Why is there so little statistical analyses in ML research?

Why is it so common in ML research to skip statistical tests to confirm that the results are genuinely significant? Often, a single outcome is reported instead of conducting multiple runs and using tests like a t-test or Mann-Whitney U Test. In other fields, like psychology or medicine, drawing conclusions from a single sample would be unacceptable, so why is this not seen as an issue in ML research?

Also, can anyone recommend a book that covers statistical tests in the context of ML?

5 Likes

Such statistics are primarily relevant when working with a small dataset. In ML, you typically have a large amount of data, and most tests yield significant results, which isn’t very informative. What’s truly needed are cross-validation, sense checking, and possibly sensitivity and uncertainty analysis.

4 Likes

No book, but I can recommend 3 papers on statistical testing for machine learning:

Statistical Comparisons of Classifiers over Multiple Data Sets - JMLR

An Extension on “Statistical Comparisons of Classifiers over Multiple Data Sets” for all Pairwise Comparisons - JMLR

Should We Really Use Post-Hoc Tests Based on Mean-Ranks? - JMLR

3 Likes

I’m already using a lot of GPUs for hyperparameter optimization. Running additional tests would be time-consuming and honestly a hassle for minimal benefit—especially with LLMs.

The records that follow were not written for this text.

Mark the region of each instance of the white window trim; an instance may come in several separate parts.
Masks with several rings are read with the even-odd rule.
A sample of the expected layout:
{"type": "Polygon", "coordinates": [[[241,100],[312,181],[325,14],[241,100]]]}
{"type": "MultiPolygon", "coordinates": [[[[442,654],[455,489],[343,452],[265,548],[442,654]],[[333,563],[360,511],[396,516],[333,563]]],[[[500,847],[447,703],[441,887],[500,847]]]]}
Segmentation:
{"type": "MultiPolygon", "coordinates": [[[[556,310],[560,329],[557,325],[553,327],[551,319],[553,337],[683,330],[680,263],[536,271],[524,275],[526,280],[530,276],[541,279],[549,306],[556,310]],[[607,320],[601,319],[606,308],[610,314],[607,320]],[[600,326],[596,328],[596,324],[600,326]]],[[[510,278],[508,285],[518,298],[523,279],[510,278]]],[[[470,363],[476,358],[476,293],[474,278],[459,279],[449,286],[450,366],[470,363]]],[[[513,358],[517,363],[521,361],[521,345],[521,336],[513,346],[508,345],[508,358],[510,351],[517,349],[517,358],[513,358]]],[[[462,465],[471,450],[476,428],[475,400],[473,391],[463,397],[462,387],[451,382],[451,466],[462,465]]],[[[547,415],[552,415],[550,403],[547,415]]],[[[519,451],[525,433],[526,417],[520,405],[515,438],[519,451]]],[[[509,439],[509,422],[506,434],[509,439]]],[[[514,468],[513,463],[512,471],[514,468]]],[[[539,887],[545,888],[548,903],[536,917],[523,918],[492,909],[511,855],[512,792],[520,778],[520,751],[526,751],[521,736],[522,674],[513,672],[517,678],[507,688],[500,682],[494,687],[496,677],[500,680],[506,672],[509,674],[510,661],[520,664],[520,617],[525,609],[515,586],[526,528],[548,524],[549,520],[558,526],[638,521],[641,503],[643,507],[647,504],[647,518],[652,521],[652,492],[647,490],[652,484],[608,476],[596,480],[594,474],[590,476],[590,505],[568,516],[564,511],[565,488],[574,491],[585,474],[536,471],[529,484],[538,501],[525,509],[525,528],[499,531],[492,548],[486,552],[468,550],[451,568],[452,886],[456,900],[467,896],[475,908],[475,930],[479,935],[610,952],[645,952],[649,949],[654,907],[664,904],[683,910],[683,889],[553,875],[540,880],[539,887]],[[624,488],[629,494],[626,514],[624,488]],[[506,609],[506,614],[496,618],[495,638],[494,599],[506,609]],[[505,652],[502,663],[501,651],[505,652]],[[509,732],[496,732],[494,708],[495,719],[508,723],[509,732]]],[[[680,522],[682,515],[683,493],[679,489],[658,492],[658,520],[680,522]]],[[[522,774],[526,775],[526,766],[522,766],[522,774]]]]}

In most cases, it’s often not that important. Many papers claim their method is superior because they improved the SOTA by just 0.05 percentage points, which probably wouldn’t hold up significantly over multiple trials.

However, even if that were true, the method would still be valid. They may not hold the “SOTA record,” but it wouldn’t change the fact that it’s solid research.

In short, it’s not worth conducting those tests.

2 Likes

The real reason is that they can get away with it. And you’re correct; this wouldn’t be accepted in other fields.

1 Like

I’m already using a lot of GPUs for hyperparameter optimization. Running additional tests would be time-consuming and honestly a hassle for minimal benefit—especially with LLMs.

In most cases, it’s usually not that important. Many papers claim their method is superior because they improved the SOTA by just 0.05 percentage points, which likely wouldn’t hold up significantly across multiple trials.

Even if that were true, the method would still be valid. They might not hold the “SOTA record,” but that wouldn’t diminish the quality of the research.

In summary, it’s not worth conducting those tests.